If you smoke ma------a, your judgment may be so impaired that you might start:
Borrowing money with suicidal interest rates and fees;
Thinking it’s appropriate to run up 9 figure legal fees papering up your bad judgment with ersatz White Shoe Law Firms out of Houston;
Believing it’s appropriate to spend money you don’t have on companies with one foot in the grave, thereby acquiring assets that either bankrupted or nearly bankrupted their prior owners;
Paying people who should be working at a car wash millions of dollars to come up with plans that end up bankrupting the company;
Putting people on the Board of Directors that have never worked in Oil & Gas.

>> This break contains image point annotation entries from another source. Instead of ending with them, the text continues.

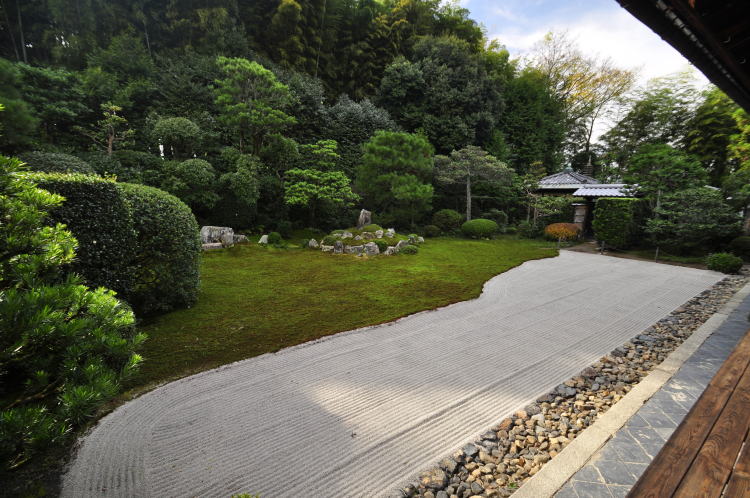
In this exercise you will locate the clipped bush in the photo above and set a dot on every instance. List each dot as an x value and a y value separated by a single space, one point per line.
165 265
274 238
95 211
724 262
562 231
479 228
432 231
447 220
64 348
54 162
740 246
614 221
409 249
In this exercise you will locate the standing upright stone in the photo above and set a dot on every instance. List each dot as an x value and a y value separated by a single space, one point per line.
365 218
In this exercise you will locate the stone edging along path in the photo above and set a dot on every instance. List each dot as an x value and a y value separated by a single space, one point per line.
517 448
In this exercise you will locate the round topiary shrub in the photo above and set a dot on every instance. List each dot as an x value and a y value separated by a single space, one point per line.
724 262
562 231
274 238
409 249
479 228
447 220
431 231
382 244
53 162
165 264
741 247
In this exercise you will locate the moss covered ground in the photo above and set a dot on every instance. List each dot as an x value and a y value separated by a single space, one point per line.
255 300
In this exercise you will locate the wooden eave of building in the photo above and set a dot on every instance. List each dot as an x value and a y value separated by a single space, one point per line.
713 35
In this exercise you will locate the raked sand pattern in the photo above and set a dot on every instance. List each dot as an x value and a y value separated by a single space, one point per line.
361 412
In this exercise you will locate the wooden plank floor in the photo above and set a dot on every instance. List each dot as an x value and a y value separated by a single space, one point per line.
709 453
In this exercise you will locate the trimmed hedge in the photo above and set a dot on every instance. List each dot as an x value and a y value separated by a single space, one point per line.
724 262
95 211
447 220
740 246
54 162
139 241
479 228
615 222
165 266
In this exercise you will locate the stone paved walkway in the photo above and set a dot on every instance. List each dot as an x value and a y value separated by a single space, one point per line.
615 468
361 412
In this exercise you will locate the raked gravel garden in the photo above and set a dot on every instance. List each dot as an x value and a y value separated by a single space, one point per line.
515 449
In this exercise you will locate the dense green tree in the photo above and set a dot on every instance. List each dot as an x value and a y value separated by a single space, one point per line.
469 165
709 131
445 91
252 102
396 175
693 220
659 169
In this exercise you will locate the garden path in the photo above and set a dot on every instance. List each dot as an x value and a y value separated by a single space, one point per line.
360 412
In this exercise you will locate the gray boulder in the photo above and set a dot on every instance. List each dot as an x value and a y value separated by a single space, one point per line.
365 218
372 249
213 234
354 249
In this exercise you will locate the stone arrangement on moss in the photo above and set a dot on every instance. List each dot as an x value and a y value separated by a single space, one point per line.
219 237
370 240
501 459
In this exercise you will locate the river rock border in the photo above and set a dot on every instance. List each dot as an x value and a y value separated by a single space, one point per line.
502 458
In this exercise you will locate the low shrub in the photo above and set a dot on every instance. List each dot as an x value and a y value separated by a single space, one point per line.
409 249
479 228
614 221
165 265
431 231
740 246
53 162
562 231
529 230
724 262
274 238
497 216
447 220
95 211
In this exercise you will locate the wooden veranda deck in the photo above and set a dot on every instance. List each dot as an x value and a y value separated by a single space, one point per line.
709 453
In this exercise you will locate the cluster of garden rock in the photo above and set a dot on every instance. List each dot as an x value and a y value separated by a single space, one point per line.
516 448
219 237
368 246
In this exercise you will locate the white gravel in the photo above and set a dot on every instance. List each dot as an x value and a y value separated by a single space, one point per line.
360 412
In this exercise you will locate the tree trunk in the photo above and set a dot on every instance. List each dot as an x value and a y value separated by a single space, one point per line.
20 29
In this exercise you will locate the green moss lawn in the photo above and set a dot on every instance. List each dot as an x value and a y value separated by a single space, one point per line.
256 300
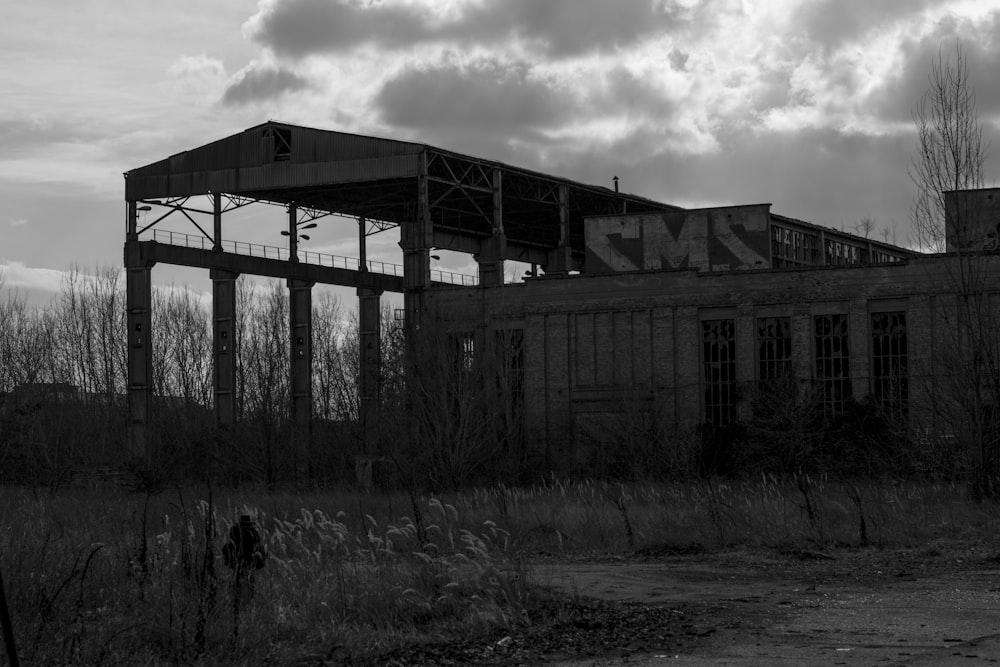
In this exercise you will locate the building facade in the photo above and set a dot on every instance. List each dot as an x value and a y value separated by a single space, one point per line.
684 317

That’s just a few of the reasons you need to steer clear of the Devil’s Lettuce.
I would call our EVPs, VPs or most of the managers in the following way:
Filthy.
In all honesty, this describes our leadership today more than Aubrey. Did Aubrey bet big on gas prices staying high, absolutely. Today’s jokers are betting gas going up or they can cut cost by some “new” idea that has been tried and failed many times before they graduated college. At least Aubrey was banking on prices he saw. You would be calling him a genius if the prices stayed high. You will never call our EVPs, VPs or most of the managers geniuses.
Confirmed: OP has a severe mental illness.